## Getting Started with PyTorch on Cloud TPUs

* https://colab.research.google.com/github/pytorch/xla/blob/master/contrib/colab/getting-started.ipynb

PyTorch/XLA 连接了PyTorch和Cloud TPU，将TPU 核（core）作为设备（device）。
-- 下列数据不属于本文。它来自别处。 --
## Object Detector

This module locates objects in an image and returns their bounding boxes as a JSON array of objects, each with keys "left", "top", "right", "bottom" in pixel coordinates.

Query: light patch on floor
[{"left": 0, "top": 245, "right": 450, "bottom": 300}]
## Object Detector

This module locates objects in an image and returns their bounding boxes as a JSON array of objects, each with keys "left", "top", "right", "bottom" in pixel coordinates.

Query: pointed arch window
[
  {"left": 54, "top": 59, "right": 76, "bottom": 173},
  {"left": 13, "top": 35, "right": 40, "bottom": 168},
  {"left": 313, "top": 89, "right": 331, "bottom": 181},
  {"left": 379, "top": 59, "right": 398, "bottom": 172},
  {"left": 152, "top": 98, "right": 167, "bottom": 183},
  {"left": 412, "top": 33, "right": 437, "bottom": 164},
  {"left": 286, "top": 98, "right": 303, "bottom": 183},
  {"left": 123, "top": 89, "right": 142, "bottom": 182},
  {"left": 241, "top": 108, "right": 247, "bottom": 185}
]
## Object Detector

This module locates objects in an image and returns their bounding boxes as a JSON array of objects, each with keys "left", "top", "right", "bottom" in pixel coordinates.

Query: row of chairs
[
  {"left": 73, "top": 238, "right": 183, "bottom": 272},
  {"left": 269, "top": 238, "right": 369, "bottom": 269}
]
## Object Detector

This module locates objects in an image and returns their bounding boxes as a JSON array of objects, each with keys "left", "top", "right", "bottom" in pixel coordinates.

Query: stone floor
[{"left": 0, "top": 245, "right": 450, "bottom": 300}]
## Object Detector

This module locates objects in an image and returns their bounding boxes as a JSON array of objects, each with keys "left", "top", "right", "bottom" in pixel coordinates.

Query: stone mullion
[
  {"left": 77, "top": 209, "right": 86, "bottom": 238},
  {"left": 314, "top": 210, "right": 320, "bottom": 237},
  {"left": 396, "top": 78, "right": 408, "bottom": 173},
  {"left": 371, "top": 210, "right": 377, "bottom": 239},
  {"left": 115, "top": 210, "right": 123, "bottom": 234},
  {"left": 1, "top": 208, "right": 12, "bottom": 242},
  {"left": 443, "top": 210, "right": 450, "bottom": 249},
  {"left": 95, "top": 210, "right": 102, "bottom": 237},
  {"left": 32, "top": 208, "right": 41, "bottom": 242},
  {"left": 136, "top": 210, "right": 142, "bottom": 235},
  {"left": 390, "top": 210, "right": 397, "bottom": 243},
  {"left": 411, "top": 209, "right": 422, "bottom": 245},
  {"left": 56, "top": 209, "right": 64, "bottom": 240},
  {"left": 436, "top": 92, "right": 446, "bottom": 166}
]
虽然一块TPU有多个核，本notebook只使用其中一个，后面我们会介绍如何使用多核。

## 安装 PyTorch/XLA

如果你使用的是Cloud TPU VM，不需要我们手动安装，在创建TPU VM时，可以直接选择预装的PyTorch环境，比如最新版的是"tpu-vm-pt-1.12"，已经安装了 PyTorch 1.12.0 and Pytorch / XLA 1.12.0。


## 在TPU上创建Tensor

有了PyTorch/XLA，你可以像对待CPU或GPU那样来管理Cloud TPU，我们将每个Cloud TPU 核（core）都看作一个独立的PyTorch device。

In [2]:
# imports pytorch
import torch

# imports the torch_xla package
import torch_xla
import torch_xla.core.xla_model as xm

In [3]:
print(torch.__version__, torch_xla.__version__)

1.12.0+cu102 1.12


PyTorch/XLA (torch_xla)可以让PyTorch管理TPU device，函数 `xla_device()` 返回TPU的默认核作为device，下面就在TPU上创建一个tensor:

In [4]:
# Creates a random tensor on xla:1 (a Cloud TPU core)
dev = xm.xla_device()
t1 = torch.ones(3, 3, device = dev)
print(t1)

tensor([[1., 1., 1.],
        [1., 1., 1.],
        [1., 1., 1.]], device='xla:1')


如果执行上面的代码报错，"RuntimeError: tensorflow/compiler/xla/xla_client/computation_client.cc:280 : Missing XLA configuration"

说明还没有配置XLA，只需要在终端执行
`export XRT_TPU_CONFIG="localservice;0;localhost:51011"`

我们可以把这条命令添加到/etc/profile

* 参考 https://pytorch-lightning.readthedocs.io/en/latest/accelerators/tpu_faq.html

可以看 http://pytorch.org/xla/ 中的文档，了解 PyTorch/XLA 都含有哪些函数。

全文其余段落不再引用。